Paulson and President Bush have called for Congress to pass the rescue bill as swiftly and cleanly as possible. However, reaction has been varied, with several additional proposals emerging. These include tighter monitoring of the bailout, pay limits for executives of firms seeking help and changes to bankruptcy laws that would let judges adjust the terms of mortgages.
The democratic senator of Rhode Island, Jack Reid, put forward the idea that the government should be allowed to buy equity in the firms participating in the scheme. “Taxpayers should not be forced to assume all the risk and then let the companies get all the reward. That is not fair in any kind of deal. The focus should be on taxpayer protection and reimbursement,” he commented.
Meanwhile, US Senate Majority Leader Harry Reid, the Democratic senator for Nevada, accepted the need to legislate quickly, but said: “we want to make sure there’s some accountability, there’s some oversight, and that the people who caused all the problems don’t get huge golden parachutes.”

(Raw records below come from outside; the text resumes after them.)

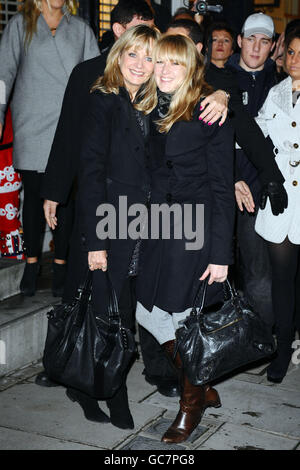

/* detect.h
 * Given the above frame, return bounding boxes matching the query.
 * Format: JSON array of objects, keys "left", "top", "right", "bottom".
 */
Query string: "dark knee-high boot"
[
  {"left": 106, "top": 383, "right": 134, "bottom": 430},
  {"left": 161, "top": 340, "right": 221, "bottom": 444},
  {"left": 66, "top": 388, "right": 110, "bottom": 423}
]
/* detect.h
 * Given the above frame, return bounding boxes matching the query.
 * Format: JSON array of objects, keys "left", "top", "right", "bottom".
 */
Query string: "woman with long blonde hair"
[
  {"left": 135, "top": 34, "right": 235, "bottom": 443},
  {"left": 0, "top": 0, "right": 99, "bottom": 297},
  {"left": 77, "top": 24, "right": 160, "bottom": 429}
]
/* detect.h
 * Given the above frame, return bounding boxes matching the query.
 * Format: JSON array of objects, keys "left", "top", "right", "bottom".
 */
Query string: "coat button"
[
  {"left": 166, "top": 193, "right": 172, "bottom": 202},
  {"left": 294, "top": 143, "right": 299, "bottom": 149},
  {"left": 166, "top": 160, "right": 173, "bottom": 169},
  {"left": 292, "top": 180, "right": 298, "bottom": 186},
  {"left": 292, "top": 121, "right": 297, "bottom": 127},
  {"left": 135, "top": 146, "right": 140, "bottom": 151}
]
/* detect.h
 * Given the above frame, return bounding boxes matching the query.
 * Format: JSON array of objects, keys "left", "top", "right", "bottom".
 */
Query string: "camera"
[{"left": 192, "top": 1, "right": 223, "bottom": 15}]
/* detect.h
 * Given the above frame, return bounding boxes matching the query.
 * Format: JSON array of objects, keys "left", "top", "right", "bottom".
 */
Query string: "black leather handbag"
[
  {"left": 43, "top": 271, "right": 136, "bottom": 399},
  {"left": 175, "top": 279, "right": 275, "bottom": 385}
]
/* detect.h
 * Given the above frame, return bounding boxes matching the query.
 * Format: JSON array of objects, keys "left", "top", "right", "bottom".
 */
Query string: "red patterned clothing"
[{"left": 0, "top": 108, "right": 24, "bottom": 258}]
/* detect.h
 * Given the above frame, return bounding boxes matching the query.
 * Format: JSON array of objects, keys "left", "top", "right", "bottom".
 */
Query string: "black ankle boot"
[
  {"left": 52, "top": 262, "right": 67, "bottom": 297},
  {"left": 66, "top": 388, "right": 110, "bottom": 423},
  {"left": 267, "top": 341, "right": 293, "bottom": 383},
  {"left": 20, "top": 262, "right": 39, "bottom": 296},
  {"left": 106, "top": 384, "right": 134, "bottom": 430}
]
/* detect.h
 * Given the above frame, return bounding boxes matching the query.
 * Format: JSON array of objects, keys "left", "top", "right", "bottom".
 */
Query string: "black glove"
[{"left": 259, "top": 181, "right": 288, "bottom": 216}]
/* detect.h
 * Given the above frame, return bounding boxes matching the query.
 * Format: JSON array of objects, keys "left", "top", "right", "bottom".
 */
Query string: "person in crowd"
[
  {"left": 145, "top": 0, "right": 172, "bottom": 33},
  {"left": 254, "top": 27, "right": 300, "bottom": 383},
  {"left": 172, "top": 7, "right": 196, "bottom": 22},
  {"left": 76, "top": 24, "right": 160, "bottom": 430},
  {"left": 226, "top": 13, "right": 283, "bottom": 331},
  {"left": 39, "top": 0, "right": 228, "bottom": 398},
  {"left": 0, "top": 0, "right": 99, "bottom": 297},
  {"left": 135, "top": 34, "right": 235, "bottom": 444},
  {"left": 99, "top": 0, "right": 154, "bottom": 53},
  {"left": 166, "top": 18, "right": 287, "bottom": 232},
  {"left": 0, "top": 107, "right": 24, "bottom": 260},
  {"left": 206, "top": 22, "right": 236, "bottom": 68},
  {"left": 39, "top": 0, "right": 182, "bottom": 400}
]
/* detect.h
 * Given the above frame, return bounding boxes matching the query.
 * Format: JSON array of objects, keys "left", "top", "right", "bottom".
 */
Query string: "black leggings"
[
  {"left": 267, "top": 237, "right": 300, "bottom": 342},
  {"left": 19, "top": 170, "right": 74, "bottom": 259}
]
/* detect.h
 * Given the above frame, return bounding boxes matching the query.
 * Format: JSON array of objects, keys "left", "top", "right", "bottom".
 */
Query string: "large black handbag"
[
  {"left": 175, "top": 279, "right": 276, "bottom": 385},
  {"left": 42, "top": 270, "right": 136, "bottom": 399}
]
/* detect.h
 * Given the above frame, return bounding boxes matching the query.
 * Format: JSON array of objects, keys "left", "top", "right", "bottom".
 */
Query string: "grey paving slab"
[
  {"left": 0, "top": 382, "right": 164, "bottom": 449},
  {"left": 199, "top": 422, "right": 298, "bottom": 450},
  {"left": 144, "top": 379, "right": 300, "bottom": 439},
  {"left": 126, "top": 361, "right": 157, "bottom": 403},
  {"left": 0, "top": 426, "right": 103, "bottom": 450}
]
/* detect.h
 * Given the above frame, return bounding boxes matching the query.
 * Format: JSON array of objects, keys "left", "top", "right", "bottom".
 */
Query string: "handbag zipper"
[{"left": 205, "top": 317, "right": 243, "bottom": 334}]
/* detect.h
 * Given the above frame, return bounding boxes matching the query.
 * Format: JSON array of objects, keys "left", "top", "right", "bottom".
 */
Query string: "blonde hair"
[
  {"left": 91, "top": 24, "right": 160, "bottom": 102},
  {"left": 137, "top": 34, "right": 212, "bottom": 133},
  {"left": 20, "top": 0, "right": 75, "bottom": 47}
]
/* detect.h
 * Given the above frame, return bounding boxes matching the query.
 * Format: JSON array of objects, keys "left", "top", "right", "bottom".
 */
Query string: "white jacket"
[{"left": 255, "top": 76, "right": 300, "bottom": 244}]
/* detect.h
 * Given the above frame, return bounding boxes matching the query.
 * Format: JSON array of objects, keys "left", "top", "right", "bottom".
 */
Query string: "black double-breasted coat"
[
  {"left": 78, "top": 88, "right": 150, "bottom": 312},
  {"left": 136, "top": 107, "right": 235, "bottom": 313}
]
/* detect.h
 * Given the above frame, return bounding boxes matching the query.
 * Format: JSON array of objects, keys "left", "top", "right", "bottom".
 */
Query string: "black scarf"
[{"left": 157, "top": 90, "right": 173, "bottom": 118}]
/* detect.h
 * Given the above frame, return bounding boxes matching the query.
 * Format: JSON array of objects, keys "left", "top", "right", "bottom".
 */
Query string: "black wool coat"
[
  {"left": 136, "top": 108, "right": 235, "bottom": 313},
  {"left": 78, "top": 88, "right": 150, "bottom": 308}
]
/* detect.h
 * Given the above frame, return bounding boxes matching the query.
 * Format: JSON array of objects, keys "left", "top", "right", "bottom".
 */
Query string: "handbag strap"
[
  {"left": 192, "top": 278, "right": 237, "bottom": 316},
  {"left": 74, "top": 268, "right": 122, "bottom": 327}
]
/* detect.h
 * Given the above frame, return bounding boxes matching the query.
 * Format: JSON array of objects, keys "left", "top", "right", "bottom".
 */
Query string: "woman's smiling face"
[
  {"left": 118, "top": 45, "right": 154, "bottom": 96},
  {"left": 154, "top": 57, "right": 187, "bottom": 93}
]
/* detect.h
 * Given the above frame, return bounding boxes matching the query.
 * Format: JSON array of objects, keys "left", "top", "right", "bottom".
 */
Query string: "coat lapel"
[{"left": 118, "top": 90, "right": 145, "bottom": 168}]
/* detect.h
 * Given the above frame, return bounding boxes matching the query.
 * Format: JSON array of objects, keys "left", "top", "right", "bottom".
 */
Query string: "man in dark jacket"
[{"left": 226, "top": 12, "right": 278, "bottom": 329}]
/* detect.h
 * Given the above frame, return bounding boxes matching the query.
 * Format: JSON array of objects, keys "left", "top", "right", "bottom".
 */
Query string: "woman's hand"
[
  {"left": 88, "top": 250, "right": 108, "bottom": 271},
  {"left": 271, "top": 32, "right": 285, "bottom": 62},
  {"left": 200, "top": 264, "right": 228, "bottom": 285},
  {"left": 44, "top": 200, "right": 59, "bottom": 229},
  {"left": 235, "top": 181, "right": 255, "bottom": 213},
  {"left": 199, "top": 90, "right": 228, "bottom": 126}
]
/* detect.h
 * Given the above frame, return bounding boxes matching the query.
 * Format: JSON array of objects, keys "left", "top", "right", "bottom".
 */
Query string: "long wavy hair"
[
  {"left": 20, "top": 0, "right": 75, "bottom": 47},
  {"left": 137, "top": 34, "right": 213, "bottom": 133},
  {"left": 91, "top": 24, "right": 160, "bottom": 103}
]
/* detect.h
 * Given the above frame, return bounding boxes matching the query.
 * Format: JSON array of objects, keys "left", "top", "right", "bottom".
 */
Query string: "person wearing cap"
[{"left": 226, "top": 13, "right": 288, "bottom": 332}]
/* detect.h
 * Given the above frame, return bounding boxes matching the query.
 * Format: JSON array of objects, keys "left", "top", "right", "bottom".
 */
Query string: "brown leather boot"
[
  {"left": 161, "top": 341, "right": 221, "bottom": 444},
  {"left": 161, "top": 340, "right": 221, "bottom": 407}
]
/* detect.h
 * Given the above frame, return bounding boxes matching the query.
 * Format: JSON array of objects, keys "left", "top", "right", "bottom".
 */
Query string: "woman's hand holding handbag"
[
  {"left": 175, "top": 279, "right": 276, "bottom": 385},
  {"left": 42, "top": 269, "right": 137, "bottom": 399}
]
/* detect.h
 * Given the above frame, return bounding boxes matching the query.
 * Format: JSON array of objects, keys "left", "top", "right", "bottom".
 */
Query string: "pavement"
[{"left": 0, "top": 345, "right": 299, "bottom": 450}]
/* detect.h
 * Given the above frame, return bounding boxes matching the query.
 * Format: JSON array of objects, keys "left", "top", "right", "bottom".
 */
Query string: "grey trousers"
[{"left": 136, "top": 302, "right": 191, "bottom": 345}]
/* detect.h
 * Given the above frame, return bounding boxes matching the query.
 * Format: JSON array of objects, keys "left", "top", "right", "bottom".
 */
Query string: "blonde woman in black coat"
[
  {"left": 135, "top": 35, "right": 235, "bottom": 443},
  {"left": 76, "top": 25, "right": 160, "bottom": 430}
]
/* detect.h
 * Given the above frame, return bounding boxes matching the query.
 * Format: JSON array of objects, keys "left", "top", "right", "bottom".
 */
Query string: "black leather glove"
[{"left": 259, "top": 181, "right": 288, "bottom": 216}]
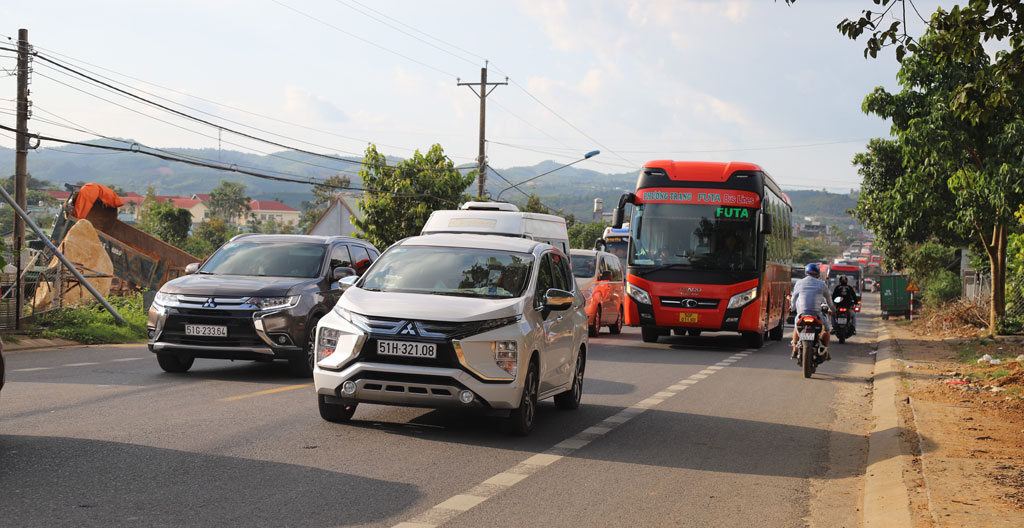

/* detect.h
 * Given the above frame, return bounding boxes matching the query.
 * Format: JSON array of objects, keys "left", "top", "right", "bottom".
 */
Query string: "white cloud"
[{"left": 283, "top": 85, "right": 349, "bottom": 124}]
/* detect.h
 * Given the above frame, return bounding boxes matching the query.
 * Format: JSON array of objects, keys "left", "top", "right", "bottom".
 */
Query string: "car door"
[
  {"left": 604, "top": 255, "right": 624, "bottom": 320},
  {"left": 326, "top": 244, "right": 354, "bottom": 306},
  {"left": 533, "top": 252, "right": 561, "bottom": 393},
  {"left": 548, "top": 251, "right": 577, "bottom": 389}
]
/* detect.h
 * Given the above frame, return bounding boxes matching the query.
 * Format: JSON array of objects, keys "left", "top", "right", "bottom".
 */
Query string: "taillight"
[
  {"left": 839, "top": 307, "right": 847, "bottom": 312},
  {"left": 800, "top": 316, "right": 817, "bottom": 324},
  {"left": 854, "top": 305, "right": 861, "bottom": 312}
]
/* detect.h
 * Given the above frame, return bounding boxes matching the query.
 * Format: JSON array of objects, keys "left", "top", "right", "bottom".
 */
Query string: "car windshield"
[
  {"left": 572, "top": 255, "right": 597, "bottom": 278},
  {"left": 360, "top": 246, "right": 533, "bottom": 299},
  {"left": 201, "top": 242, "right": 326, "bottom": 278},
  {"left": 629, "top": 202, "right": 758, "bottom": 271}
]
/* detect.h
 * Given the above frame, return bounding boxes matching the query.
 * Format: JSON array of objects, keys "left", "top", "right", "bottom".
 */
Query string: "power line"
[
  {"left": 270, "top": 0, "right": 457, "bottom": 78},
  {"left": 18, "top": 41, "right": 460, "bottom": 159},
  {"left": 331, "top": 0, "right": 480, "bottom": 67},
  {"left": 488, "top": 138, "right": 872, "bottom": 155},
  {"left": 0, "top": 123, "right": 463, "bottom": 204}
]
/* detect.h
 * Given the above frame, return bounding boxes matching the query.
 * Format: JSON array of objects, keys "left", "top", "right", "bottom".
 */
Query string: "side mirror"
[
  {"left": 332, "top": 266, "right": 356, "bottom": 280},
  {"left": 612, "top": 192, "right": 635, "bottom": 229},
  {"left": 184, "top": 262, "right": 201, "bottom": 274},
  {"left": 338, "top": 275, "right": 358, "bottom": 292},
  {"left": 612, "top": 207, "right": 624, "bottom": 229},
  {"left": 543, "top": 288, "right": 575, "bottom": 311},
  {"left": 759, "top": 212, "right": 773, "bottom": 235},
  {"left": 598, "top": 270, "right": 612, "bottom": 281}
]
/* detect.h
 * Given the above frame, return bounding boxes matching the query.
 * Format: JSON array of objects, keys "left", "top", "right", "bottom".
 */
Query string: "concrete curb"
[
  {"left": 2, "top": 337, "right": 84, "bottom": 354},
  {"left": 862, "top": 332, "right": 914, "bottom": 528}
]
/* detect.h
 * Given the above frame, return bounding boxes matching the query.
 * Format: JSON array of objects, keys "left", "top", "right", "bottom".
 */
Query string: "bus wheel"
[
  {"left": 641, "top": 328, "right": 660, "bottom": 343},
  {"left": 768, "top": 322, "right": 784, "bottom": 341},
  {"left": 687, "top": 329, "right": 701, "bottom": 337},
  {"left": 743, "top": 331, "right": 764, "bottom": 349}
]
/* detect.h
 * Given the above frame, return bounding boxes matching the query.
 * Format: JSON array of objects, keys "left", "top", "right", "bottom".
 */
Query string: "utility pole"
[
  {"left": 14, "top": 28, "right": 31, "bottom": 329},
  {"left": 457, "top": 61, "right": 506, "bottom": 199}
]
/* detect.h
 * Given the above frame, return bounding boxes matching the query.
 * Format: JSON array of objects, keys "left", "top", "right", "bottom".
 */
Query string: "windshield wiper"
[{"left": 635, "top": 263, "right": 693, "bottom": 276}]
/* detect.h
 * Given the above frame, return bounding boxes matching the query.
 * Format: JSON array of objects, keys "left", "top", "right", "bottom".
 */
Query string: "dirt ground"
[{"left": 886, "top": 320, "right": 1024, "bottom": 527}]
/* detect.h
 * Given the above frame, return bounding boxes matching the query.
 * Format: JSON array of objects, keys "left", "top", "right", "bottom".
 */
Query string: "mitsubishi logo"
[
  {"left": 399, "top": 322, "right": 418, "bottom": 336},
  {"left": 203, "top": 297, "right": 216, "bottom": 308},
  {"left": 683, "top": 298, "right": 699, "bottom": 308}
]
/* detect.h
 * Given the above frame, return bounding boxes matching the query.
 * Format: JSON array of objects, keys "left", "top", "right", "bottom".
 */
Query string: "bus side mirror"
[
  {"left": 612, "top": 192, "right": 635, "bottom": 229},
  {"left": 759, "top": 212, "right": 773, "bottom": 235}
]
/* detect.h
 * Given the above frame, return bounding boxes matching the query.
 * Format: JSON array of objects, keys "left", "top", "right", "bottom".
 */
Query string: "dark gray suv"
[{"left": 147, "top": 234, "right": 379, "bottom": 376}]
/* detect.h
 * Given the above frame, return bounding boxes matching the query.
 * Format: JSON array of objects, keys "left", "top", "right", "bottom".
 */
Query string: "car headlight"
[
  {"left": 250, "top": 296, "right": 300, "bottom": 311},
  {"left": 626, "top": 282, "right": 651, "bottom": 305},
  {"left": 317, "top": 326, "right": 342, "bottom": 361},
  {"left": 727, "top": 287, "right": 758, "bottom": 309},
  {"left": 493, "top": 340, "right": 518, "bottom": 377},
  {"left": 332, "top": 306, "right": 371, "bottom": 332},
  {"left": 153, "top": 291, "right": 176, "bottom": 307}
]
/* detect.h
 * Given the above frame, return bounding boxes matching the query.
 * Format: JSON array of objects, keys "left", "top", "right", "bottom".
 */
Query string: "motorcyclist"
[
  {"left": 790, "top": 263, "right": 835, "bottom": 360},
  {"left": 832, "top": 275, "right": 861, "bottom": 332}
]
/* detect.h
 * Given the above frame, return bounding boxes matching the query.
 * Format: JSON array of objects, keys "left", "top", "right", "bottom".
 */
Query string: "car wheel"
[
  {"left": 588, "top": 307, "right": 601, "bottom": 338},
  {"left": 290, "top": 317, "right": 321, "bottom": 378},
  {"left": 608, "top": 306, "right": 623, "bottom": 334},
  {"left": 641, "top": 327, "right": 660, "bottom": 343},
  {"left": 318, "top": 394, "right": 357, "bottom": 423},
  {"left": 508, "top": 361, "right": 539, "bottom": 436},
  {"left": 157, "top": 353, "right": 194, "bottom": 373},
  {"left": 554, "top": 348, "right": 585, "bottom": 410}
]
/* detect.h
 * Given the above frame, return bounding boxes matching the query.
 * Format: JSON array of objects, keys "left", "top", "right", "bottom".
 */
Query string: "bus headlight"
[
  {"left": 727, "top": 287, "right": 758, "bottom": 309},
  {"left": 626, "top": 283, "right": 651, "bottom": 305}
]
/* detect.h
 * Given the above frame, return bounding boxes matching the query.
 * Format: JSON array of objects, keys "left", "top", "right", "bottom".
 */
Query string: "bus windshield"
[{"left": 628, "top": 202, "right": 758, "bottom": 272}]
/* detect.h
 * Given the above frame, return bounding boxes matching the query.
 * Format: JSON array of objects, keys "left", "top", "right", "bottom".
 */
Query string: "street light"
[{"left": 495, "top": 150, "right": 600, "bottom": 201}]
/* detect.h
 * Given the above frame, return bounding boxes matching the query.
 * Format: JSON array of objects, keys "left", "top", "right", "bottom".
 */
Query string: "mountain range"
[{"left": 0, "top": 141, "right": 858, "bottom": 221}]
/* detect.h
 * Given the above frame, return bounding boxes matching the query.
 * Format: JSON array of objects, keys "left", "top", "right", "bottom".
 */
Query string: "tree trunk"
[{"left": 988, "top": 223, "right": 1007, "bottom": 333}]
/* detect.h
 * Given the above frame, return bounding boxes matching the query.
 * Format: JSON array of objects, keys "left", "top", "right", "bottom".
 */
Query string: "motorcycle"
[
  {"left": 832, "top": 296, "right": 859, "bottom": 344},
  {"left": 795, "top": 310, "right": 829, "bottom": 378}
]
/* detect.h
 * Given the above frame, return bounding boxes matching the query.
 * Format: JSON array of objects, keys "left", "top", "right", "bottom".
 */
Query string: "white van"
[{"left": 421, "top": 201, "right": 571, "bottom": 255}]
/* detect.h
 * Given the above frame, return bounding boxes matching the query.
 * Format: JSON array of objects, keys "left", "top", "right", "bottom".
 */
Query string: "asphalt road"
[{"left": 0, "top": 307, "right": 878, "bottom": 527}]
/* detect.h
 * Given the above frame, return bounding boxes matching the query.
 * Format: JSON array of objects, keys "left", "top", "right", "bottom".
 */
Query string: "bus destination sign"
[{"left": 636, "top": 187, "right": 760, "bottom": 206}]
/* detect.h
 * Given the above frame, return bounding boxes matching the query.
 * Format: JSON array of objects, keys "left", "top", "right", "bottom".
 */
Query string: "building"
[
  {"left": 247, "top": 200, "right": 300, "bottom": 228},
  {"left": 306, "top": 195, "right": 363, "bottom": 237}
]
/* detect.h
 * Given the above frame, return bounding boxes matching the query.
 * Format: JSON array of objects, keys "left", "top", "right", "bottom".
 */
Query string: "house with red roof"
[{"left": 247, "top": 200, "right": 300, "bottom": 228}]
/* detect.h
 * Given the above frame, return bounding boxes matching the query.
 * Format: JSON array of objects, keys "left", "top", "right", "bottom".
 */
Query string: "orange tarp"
[{"left": 73, "top": 183, "right": 124, "bottom": 219}]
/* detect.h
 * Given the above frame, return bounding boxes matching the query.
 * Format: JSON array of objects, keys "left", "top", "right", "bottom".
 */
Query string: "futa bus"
[{"left": 612, "top": 161, "right": 793, "bottom": 347}]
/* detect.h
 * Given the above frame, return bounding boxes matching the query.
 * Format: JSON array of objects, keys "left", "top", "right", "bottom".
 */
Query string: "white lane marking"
[
  {"left": 111, "top": 357, "right": 144, "bottom": 362},
  {"left": 13, "top": 367, "right": 51, "bottom": 372},
  {"left": 13, "top": 357, "right": 146, "bottom": 373},
  {"left": 715, "top": 361, "right": 733, "bottom": 365},
  {"left": 706, "top": 366, "right": 724, "bottom": 371},
  {"left": 64, "top": 362, "right": 99, "bottom": 367},
  {"left": 435, "top": 494, "right": 487, "bottom": 511},
  {"left": 393, "top": 352, "right": 750, "bottom": 528}
]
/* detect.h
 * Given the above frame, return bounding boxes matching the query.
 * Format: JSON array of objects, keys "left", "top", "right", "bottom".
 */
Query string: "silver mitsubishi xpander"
[{"left": 312, "top": 233, "right": 588, "bottom": 435}]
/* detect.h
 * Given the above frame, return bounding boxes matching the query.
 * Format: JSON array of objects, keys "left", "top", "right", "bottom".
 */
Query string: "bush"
[
  {"left": 922, "top": 269, "right": 960, "bottom": 307},
  {"left": 35, "top": 293, "right": 149, "bottom": 344}
]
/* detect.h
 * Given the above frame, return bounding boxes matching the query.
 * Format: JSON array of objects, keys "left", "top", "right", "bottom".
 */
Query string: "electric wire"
[
  {"left": 270, "top": 0, "right": 457, "bottom": 78},
  {"left": 489, "top": 138, "right": 873, "bottom": 155},
  {"left": 19, "top": 42, "right": 458, "bottom": 159},
  {"left": 0, "top": 123, "right": 462, "bottom": 204}
]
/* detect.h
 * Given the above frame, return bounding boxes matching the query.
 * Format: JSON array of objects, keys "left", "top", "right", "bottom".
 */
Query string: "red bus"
[{"left": 612, "top": 161, "right": 793, "bottom": 347}]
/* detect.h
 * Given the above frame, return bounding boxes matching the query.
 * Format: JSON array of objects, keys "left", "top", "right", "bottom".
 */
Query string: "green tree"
[
  {"left": 353, "top": 144, "right": 475, "bottom": 249},
  {"left": 860, "top": 30, "right": 1024, "bottom": 332},
  {"left": 183, "top": 218, "right": 239, "bottom": 259},
  {"left": 569, "top": 220, "right": 609, "bottom": 249},
  {"left": 2, "top": 173, "right": 52, "bottom": 192},
  {"left": 207, "top": 180, "right": 251, "bottom": 223},
  {"left": 140, "top": 199, "right": 192, "bottom": 246},
  {"left": 299, "top": 174, "right": 352, "bottom": 232},
  {"left": 794, "top": 238, "right": 826, "bottom": 264}
]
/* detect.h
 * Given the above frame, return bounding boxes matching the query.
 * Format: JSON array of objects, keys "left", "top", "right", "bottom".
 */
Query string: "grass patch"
[
  {"left": 34, "top": 294, "right": 148, "bottom": 344},
  {"left": 0, "top": 334, "right": 21, "bottom": 343},
  {"left": 987, "top": 368, "right": 1011, "bottom": 380}
]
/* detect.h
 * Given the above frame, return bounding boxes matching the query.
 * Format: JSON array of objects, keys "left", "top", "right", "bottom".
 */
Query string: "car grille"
[
  {"left": 354, "top": 314, "right": 513, "bottom": 340},
  {"left": 659, "top": 297, "right": 720, "bottom": 309}
]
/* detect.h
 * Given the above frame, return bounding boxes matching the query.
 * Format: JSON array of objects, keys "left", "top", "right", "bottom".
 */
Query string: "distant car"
[
  {"left": 147, "top": 234, "right": 380, "bottom": 377},
  {"left": 570, "top": 249, "right": 625, "bottom": 337},
  {"left": 312, "top": 233, "right": 589, "bottom": 436},
  {"left": 863, "top": 277, "right": 875, "bottom": 291}
]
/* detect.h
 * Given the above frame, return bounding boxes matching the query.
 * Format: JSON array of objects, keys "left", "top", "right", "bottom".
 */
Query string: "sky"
[{"left": 0, "top": 1, "right": 946, "bottom": 192}]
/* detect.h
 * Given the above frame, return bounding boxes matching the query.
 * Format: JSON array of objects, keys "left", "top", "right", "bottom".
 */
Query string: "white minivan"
[
  {"left": 312, "top": 233, "right": 588, "bottom": 435},
  {"left": 420, "top": 201, "right": 571, "bottom": 256}
]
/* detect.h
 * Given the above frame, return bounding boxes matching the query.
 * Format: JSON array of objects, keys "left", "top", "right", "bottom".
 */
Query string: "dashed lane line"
[
  {"left": 393, "top": 351, "right": 752, "bottom": 528},
  {"left": 12, "top": 356, "right": 148, "bottom": 372}
]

Although the market initially reacted positively on Friday (September 19) when details of the bail-out were announced, the increasing likelihood of delays to its implementation led to stock prices falling and credit default swap (CDS) spreads widening on Monday.
The benchmark S&P 500 index dropped to 1207.09 by close of play on Monday, after climbing to 1255.08 on Friday from 1206.51 on September 18. The Dow Jones Stoxx 50 also fell to 3000.96 on Monday from 3022.83 on September 19 .
The Markit CDX North America CDS index widened to 745.96 basis points from 719.16bp on September 19, having tightened from 766.20bp the day before. The Markit Itraxx Europe CDS index bucked the trend however; tightening to 104.62bp yesterday, from 112.83bp on September 19 and 132.06bp on September 18.